Lassonde Civil Engineering Professor Usman Khan's paper, River flood prediction using fuzzy neural networks: an investigation on automated network architecture, has been published in Water Science & Technology.
The paper presents a new automated machine-learning approach for flood prediction in cities. The paper primarily covers the value of flood prediction and its importance for better flood management.
Kahn finds in his paper that machine learning methods show lots of promise in predicting floods accurately and promptly.
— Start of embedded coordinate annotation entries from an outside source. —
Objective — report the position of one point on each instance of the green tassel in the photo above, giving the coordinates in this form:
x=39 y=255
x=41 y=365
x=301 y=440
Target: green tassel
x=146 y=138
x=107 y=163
What makes this approach useful?
What is useful about this approach (using this measure of strength to select inputs) is that we can measure the power of the data on an annual (or seasonal) basis. The process can identify how the impact or relevance of each input changes with time, which can help us improve our understanding of the system. The dynamic nature of the input strengths can also capture changes in the system. For example, increasing urbanization might lead to more severe floods - this type of change might be measurable while looking at the input strengths. - Khan
In general, what makes this process so attractive is its diverse application to any machine learning method, that is not specific to flood management. Most data-driven models have considerable uncertainty due to uninstructed input use. Suitably, this approach offers better processes for identifying such parameters.
Ultimately, Khan foresees his research model to be utilized by agencies like the Toronto & Region Conservation Authority, or other conservation authorities and municipal governments. The same approach can also be used by hydropower generation firms to improve their reservoir management systems.